Kahramanmaraş Masaj Salonu Sevda Hanım

Kahramanmaraş Masaj Salonu Sevda Hanım

“Bundan iyi mi bu şekilde eminsin.” Kahramanmaraş Masaj Salonu “bir halde inanırım.”
“Teşekkür ederim, yüreğime su serpildi. Her neyse hadi ben odama geçeyim.”
“Kahve davetimi unutma. Esasen seni azca süre farkıyla başkasına kaptırdım.”
“Bak sen, amma da eminsin kendinden. Tamam, bir kahve içeriz yada bir öğlen yiyecek yeriz.”
Yüzünde gülümsemeyle ve birkaç selamlaşmadan derhal sonrasında odasına döndü. Mektuplara gene baktı, o
gizli saklı kölesinden gelen mektup, eski tip zarfıyla ötekilerden derhal ayrışıyordu. Merakla okumaya
başladı, hem mektubu okurken Fuat’ın arayıp aramamasını kafasına takmazdı.
“Pek kıymetli, yüce Efendim,
Bahsettiğim ayakkabıyı alarak ben naçiz kölenizi iyi mi mutlu ettiniz anlatamam. Bir gün o
ayakkabılarla bana emredeceğiniz, sahibem olacağınız ve ayaklarınıza kapanacağım an en
büyük hayalimdir Efendim.

Bu mektupta sizden haddimi aşarak özel bir arzda bulunmak için bu satırlarımı
dolduruyorum. Lütfen densizliğimi bağışlayın fakat ben sizin kullanmış olduğunuz eski bir
çoraba haiz olmak istesem bana bu lütfu bağışlar mısınız Efendim.

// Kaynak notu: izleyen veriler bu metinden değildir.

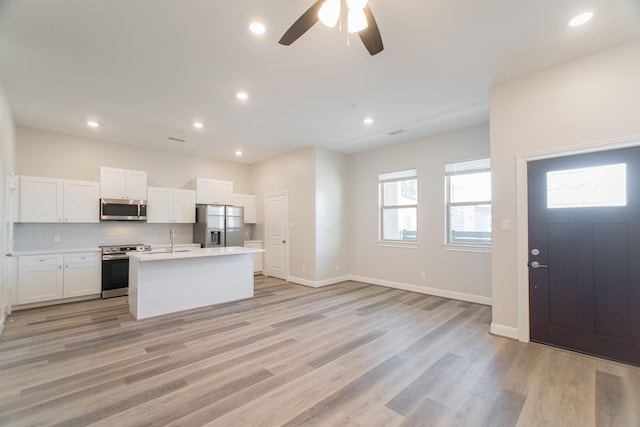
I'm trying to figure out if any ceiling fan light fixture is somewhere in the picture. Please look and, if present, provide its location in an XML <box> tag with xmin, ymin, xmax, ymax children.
<box><xmin>569</xmin><ymin>12</ymin><xmax>593</xmax><ymax>27</ymax></box>
<box><xmin>347</xmin><ymin>0</ymin><xmax>368</xmax><ymax>9</ymax></box>
<box><xmin>347</xmin><ymin>9</ymin><xmax>369</xmax><ymax>33</ymax></box>
<box><xmin>318</xmin><ymin>0</ymin><xmax>340</xmax><ymax>28</ymax></box>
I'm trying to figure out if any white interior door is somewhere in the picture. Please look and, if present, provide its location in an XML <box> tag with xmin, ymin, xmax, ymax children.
<box><xmin>265</xmin><ymin>193</ymin><xmax>289</xmax><ymax>280</ymax></box>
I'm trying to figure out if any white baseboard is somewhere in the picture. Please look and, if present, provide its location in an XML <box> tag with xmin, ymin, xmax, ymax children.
<box><xmin>349</xmin><ymin>276</ymin><xmax>492</xmax><ymax>306</ymax></box>
<box><xmin>287</xmin><ymin>276</ymin><xmax>351</xmax><ymax>288</ymax></box>
<box><xmin>491</xmin><ymin>322</ymin><xmax>520</xmax><ymax>340</ymax></box>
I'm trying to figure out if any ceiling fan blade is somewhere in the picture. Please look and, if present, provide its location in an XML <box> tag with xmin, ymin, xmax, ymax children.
<box><xmin>278</xmin><ymin>0</ymin><xmax>324</xmax><ymax>46</ymax></box>
<box><xmin>358</xmin><ymin>5</ymin><xmax>384</xmax><ymax>56</ymax></box>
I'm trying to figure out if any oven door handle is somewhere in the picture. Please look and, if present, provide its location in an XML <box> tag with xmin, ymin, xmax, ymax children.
<box><xmin>102</xmin><ymin>255</ymin><xmax>129</xmax><ymax>261</ymax></box>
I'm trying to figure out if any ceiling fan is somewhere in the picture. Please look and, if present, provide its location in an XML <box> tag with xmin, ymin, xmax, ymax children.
<box><xmin>279</xmin><ymin>0</ymin><xmax>384</xmax><ymax>55</ymax></box>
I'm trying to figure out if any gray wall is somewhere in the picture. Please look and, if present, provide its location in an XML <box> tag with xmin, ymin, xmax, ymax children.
<box><xmin>349</xmin><ymin>125</ymin><xmax>491</xmax><ymax>303</ymax></box>
<box><xmin>0</xmin><ymin>83</ymin><xmax>15</xmax><ymax>334</ymax></box>
<box><xmin>252</xmin><ymin>147</ymin><xmax>316</xmax><ymax>283</ymax></box>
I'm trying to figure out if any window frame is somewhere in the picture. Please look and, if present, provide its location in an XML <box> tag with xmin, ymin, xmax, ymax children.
<box><xmin>378</xmin><ymin>168</ymin><xmax>418</xmax><ymax>247</ymax></box>
<box><xmin>444</xmin><ymin>157</ymin><xmax>493</xmax><ymax>247</ymax></box>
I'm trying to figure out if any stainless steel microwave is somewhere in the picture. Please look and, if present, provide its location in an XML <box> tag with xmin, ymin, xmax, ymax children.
<box><xmin>100</xmin><ymin>199</ymin><xmax>147</xmax><ymax>221</ymax></box>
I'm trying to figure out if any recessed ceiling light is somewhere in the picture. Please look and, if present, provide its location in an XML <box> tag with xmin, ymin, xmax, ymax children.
<box><xmin>569</xmin><ymin>12</ymin><xmax>593</xmax><ymax>27</ymax></box>
<box><xmin>249</xmin><ymin>22</ymin><xmax>267</xmax><ymax>35</ymax></box>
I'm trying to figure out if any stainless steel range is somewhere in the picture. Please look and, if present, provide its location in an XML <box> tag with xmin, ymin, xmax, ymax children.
<box><xmin>100</xmin><ymin>244</ymin><xmax>151</xmax><ymax>298</ymax></box>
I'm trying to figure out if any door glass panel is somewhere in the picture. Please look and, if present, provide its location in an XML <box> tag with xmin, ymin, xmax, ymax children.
<box><xmin>547</xmin><ymin>163</ymin><xmax>627</xmax><ymax>209</ymax></box>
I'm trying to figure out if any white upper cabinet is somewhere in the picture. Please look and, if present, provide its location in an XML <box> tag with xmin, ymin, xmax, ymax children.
<box><xmin>147</xmin><ymin>187</ymin><xmax>196</xmax><ymax>224</ymax></box>
<box><xmin>62</xmin><ymin>180</ymin><xmax>100</xmax><ymax>222</ymax></box>
<box><xmin>196</xmin><ymin>178</ymin><xmax>234</xmax><ymax>205</ymax></box>
<box><xmin>100</xmin><ymin>166</ymin><xmax>147</xmax><ymax>200</ymax></box>
<box><xmin>233</xmin><ymin>194</ymin><xmax>256</xmax><ymax>224</ymax></box>
<box><xmin>173</xmin><ymin>189</ymin><xmax>196</xmax><ymax>224</ymax></box>
<box><xmin>18</xmin><ymin>176</ymin><xmax>100</xmax><ymax>222</ymax></box>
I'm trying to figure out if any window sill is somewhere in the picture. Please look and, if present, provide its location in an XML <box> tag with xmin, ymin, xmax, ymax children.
<box><xmin>443</xmin><ymin>243</ymin><xmax>492</xmax><ymax>254</ymax></box>
<box><xmin>378</xmin><ymin>240</ymin><xmax>420</xmax><ymax>249</ymax></box>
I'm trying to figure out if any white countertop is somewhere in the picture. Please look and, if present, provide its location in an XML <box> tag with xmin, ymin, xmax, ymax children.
<box><xmin>127</xmin><ymin>246</ymin><xmax>264</xmax><ymax>262</ymax></box>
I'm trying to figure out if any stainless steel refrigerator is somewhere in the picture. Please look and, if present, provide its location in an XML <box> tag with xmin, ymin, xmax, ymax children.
<box><xmin>193</xmin><ymin>205</ymin><xmax>244</xmax><ymax>248</ymax></box>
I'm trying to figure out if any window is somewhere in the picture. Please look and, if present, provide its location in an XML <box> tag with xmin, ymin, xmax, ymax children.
<box><xmin>445</xmin><ymin>159</ymin><xmax>491</xmax><ymax>246</ymax></box>
<box><xmin>378</xmin><ymin>169</ymin><xmax>418</xmax><ymax>242</ymax></box>
<box><xmin>547</xmin><ymin>163</ymin><xmax>627</xmax><ymax>209</ymax></box>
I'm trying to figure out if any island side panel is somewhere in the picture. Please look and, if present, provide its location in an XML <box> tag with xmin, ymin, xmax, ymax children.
<box><xmin>131</xmin><ymin>253</ymin><xmax>254</xmax><ymax>319</ymax></box>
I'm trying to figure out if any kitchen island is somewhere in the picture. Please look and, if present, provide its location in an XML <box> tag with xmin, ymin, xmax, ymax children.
<box><xmin>129</xmin><ymin>246</ymin><xmax>264</xmax><ymax>319</ymax></box>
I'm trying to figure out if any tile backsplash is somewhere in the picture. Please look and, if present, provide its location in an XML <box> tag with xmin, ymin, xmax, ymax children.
<box><xmin>13</xmin><ymin>221</ymin><xmax>193</xmax><ymax>252</ymax></box>
<box><xmin>13</xmin><ymin>221</ymin><xmax>255</xmax><ymax>252</ymax></box>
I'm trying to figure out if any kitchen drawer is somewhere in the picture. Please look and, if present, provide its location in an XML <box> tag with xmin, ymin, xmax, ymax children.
<box><xmin>64</xmin><ymin>252</ymin><xmax>100</xmax><ymax>264</ymax></box>
<box><xmin>18</xmin><ymin>254</ymin><xmax>62</xmax><ymax>268</ymax></box>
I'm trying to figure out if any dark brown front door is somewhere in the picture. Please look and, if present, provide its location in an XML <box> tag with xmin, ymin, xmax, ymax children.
<box><xmin>528</xmin><ymin>147</ymin><xmax>640</xmax><ymax>365</ymax></box>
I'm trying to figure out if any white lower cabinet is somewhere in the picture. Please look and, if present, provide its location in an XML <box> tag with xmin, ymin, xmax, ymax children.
<box><xmin>18</xmin><ymin>255</ymin><xmax>64</xmax><ymax>304</ymax></box>
<box><xmin>18</xmin><ymin>252</ymin><xmax>101</xmax><ymax>304</ymax></box>
<box><xmin>244</xmin><ymin>240</ymin><xmax>264</xmax><ymax>274</ymax></box>
<box><xmin>63</xmin><ymin>252</ymin><xmax>102</xmax><ymax>298</ymax></box>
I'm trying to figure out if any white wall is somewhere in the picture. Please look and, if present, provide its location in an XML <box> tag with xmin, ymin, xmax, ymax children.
<box><xmin>490</xmin><ymin>41</ymin><xmax>640</xmax><ymax>339</ymax></box>
<box><xmin>315</xmin><ymin>148</ymin><xmax>350</xmax><ymax>284</ymax></box>
<box><xmin>14</xmin><ymin>126</ymin><xmax>251</xmax><ymax>251</ymax></box>
<box><xmin>0</xmin><ymin>82</ymin><xmax>15</xmax><ymax>334</ymax></box>
<box><xmin>349</xmin><ymin>125</ymin><xmax>491</xmax><ymax>303</ymax></box>
<box><xmin>16</xmin><ymin>126</ymin><xmax>250</xmax><ymax>193</ymax></box>
<box><xmin>252</xmin><ymin>147</ymin><xmax>316</xmax><ymax>282</ymax></box>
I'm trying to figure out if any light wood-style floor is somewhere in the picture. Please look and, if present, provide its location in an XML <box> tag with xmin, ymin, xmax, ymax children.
<box><xmin>0</xmin><ymin>278</ymin><xmax>640</xmax><ymax>427</ymax></box>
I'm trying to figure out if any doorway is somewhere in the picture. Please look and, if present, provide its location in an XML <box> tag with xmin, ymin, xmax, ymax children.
<box><xmin>527</xmin><ymin>147</ymin><xmax>640</xmax><ymax>365</ymax></box>
<box><xmin>264</xmin><ymin>193</ymin><xmax>289</xmax><ymax>280</ymax></box>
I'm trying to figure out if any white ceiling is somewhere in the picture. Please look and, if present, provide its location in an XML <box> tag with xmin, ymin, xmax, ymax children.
<box><xmin>0</xmin><ymin>0</ymin><xmax>640</xmax><ymax>164</ymax></box>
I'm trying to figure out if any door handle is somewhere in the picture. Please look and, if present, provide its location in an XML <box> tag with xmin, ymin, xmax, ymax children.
<box><xmin>529</xmin><ymin>261</ymin><xmax>548</xmax><ymax>268</ymax></box>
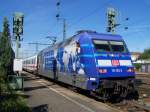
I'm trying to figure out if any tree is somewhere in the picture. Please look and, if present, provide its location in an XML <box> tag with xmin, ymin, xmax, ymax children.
<box><xmin>141</xmin><ymin>48</ymin><xmax>150</xmax><ymax>59</ymax></box>
<box><xmin>0</xmin><ymin>17</ymin><xmax>14</xmax><ymax>76</ymax></box>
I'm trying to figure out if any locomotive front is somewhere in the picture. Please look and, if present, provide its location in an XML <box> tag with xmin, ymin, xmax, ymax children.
<box><xmin>79</xmin><ymin>34</ymin><xmax>137</xmax><ymax>99</ymax></box>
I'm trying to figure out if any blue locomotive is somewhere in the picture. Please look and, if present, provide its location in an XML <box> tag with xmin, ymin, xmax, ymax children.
<box><xmin>23</xmin><ymin>31</ymin><xmax>135</xmax><ymax>99</ymax></box>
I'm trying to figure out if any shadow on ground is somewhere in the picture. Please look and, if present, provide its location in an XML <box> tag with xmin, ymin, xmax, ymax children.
<box><xmin>32</xmin><ymin>104</ymin><xmax>48</xmax><ymax>112</ymax></box>
<box><xmin>24</xmin><ymin>86</ymin><xmax>47</xmax><ymax>92</ymax></box>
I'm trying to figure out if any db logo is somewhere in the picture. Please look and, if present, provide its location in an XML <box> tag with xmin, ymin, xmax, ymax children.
<box><xmin>111</xmin><ymin>60</ymin><xmax>119</xmax><ymax>66</ymax></box>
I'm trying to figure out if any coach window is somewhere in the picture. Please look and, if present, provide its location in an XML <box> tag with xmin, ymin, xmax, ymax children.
<box><xmin>93</xmin><ymin>40</ymin><xmax>110</xmax><ymax>52</ymax></box>
<box><xmin>110</xmin><ymin>41</ymin><xmax>126</xmax><ymax>52</ymax></box>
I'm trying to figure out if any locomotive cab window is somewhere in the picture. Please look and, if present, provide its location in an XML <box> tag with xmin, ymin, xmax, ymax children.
<box><xmin>93</xmin><ymin>40</ymin><xmax>110</xmax><ymax>52</ymax></box>
<box><xmin>110</xmin><ymin>41</ymin><xmax>126</xmax><ymax>52</ymax></box>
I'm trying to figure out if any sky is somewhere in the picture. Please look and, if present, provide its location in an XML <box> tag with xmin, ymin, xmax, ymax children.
<box><xmin>0</xmin><ymin>0</ymin><xmax>150</xmax><ymax>56</ymax></box>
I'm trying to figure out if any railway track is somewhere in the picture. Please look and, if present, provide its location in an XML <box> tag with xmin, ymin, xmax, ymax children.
<box><xmin>108</xmin><ymin>74</ymin><xmax>150</xmax><ymax>112</ymax></box>
<box><xmin>23</xmin><ymin>71</ymin><xmax>150</xmax><ymax>112</ymax></box>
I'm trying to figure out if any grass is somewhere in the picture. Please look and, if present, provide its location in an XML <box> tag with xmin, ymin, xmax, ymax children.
<box><xmin>0</xmin><ymin>94</ymin><xmax>31</xmax><ymax>112</ymax></box>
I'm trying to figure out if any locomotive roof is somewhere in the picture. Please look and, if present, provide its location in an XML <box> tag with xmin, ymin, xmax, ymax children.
<box><xmin>78</xmin><ymin>32</ymin><xmax>122</xmax><ymax>41</ymax></box>
<box><xmin>38</xmin><ymin>31</ymin><xmax>123</xmax><ymax>52</ymax></box>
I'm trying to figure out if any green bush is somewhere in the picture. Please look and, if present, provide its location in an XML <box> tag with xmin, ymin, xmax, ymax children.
<box><xmin>0</xmin><ymin>94</ymin><xmax>31</xmax><ymax>112</ymax></box>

Kahramanmaraş Masaj Salonu

Şahsıma cevap verme lütfunda bulunmuş olduğunuz için öncelikle minnettarlığımı arz etmek
isterim. Bu benim için büyük bir özsevi ve sürpriz oldu Efendim.
Ben arzularınızı komut telakki edip ivedilikle hazır etme çabasındayım Efendim. Zamanhususu sizin takdiriniz organik… İyi dileğiniz için teşekkür ederim…
Saygılarımla. Sizin sadık, itaatkâr köleniz”
Mine birkaç kere bu esrarengiz mektuplara cevap yazmıştı. Mektuplar Karaköy’de bir iş hanına ilişik
bir adresten gönderiliyordu. İlk başta gidip gitmeyeceğini merak ettiğinden bir mektup göndermişti o
adrese. On gün ondan sonra ona çok teşekkür eden, şaşırmış fakat ona müteşekkir bir mektup almıştı. Daha
ondan sonra bu kölenin bahsetmiş olduğu ayakkabıları aldıktan ondan sonra bu ayakkabıları ayağına giyip, fotoğraflarını
çekmişti ve bunu kısa bir not ile o adrese göndermişti. Ardından kısa bir şiir almıştı. Bugün yine o
ayakkabılar için teşekkür ediyordu. Bunu bir oyun olarak görmek ve yaşadığı karşılıklı etkileşim
hoşuna gitmişti Mine’nin.

Özel bir şey beklemiyordu, bu mektuplaşmaya sadece bir oyun olarak
bakıyordu ve bu gizli saklı saklı oyun onu bir başka türlü tahrik ediyordu. Tamamen ilişkide yöneten olmak,
hükmetmek istiyordu aslında ve kendinde bu potansiyeli görüyordu. O mektuplardan hemen sonra kendine
olan güveni daha da artmıştı dışarıya karşı.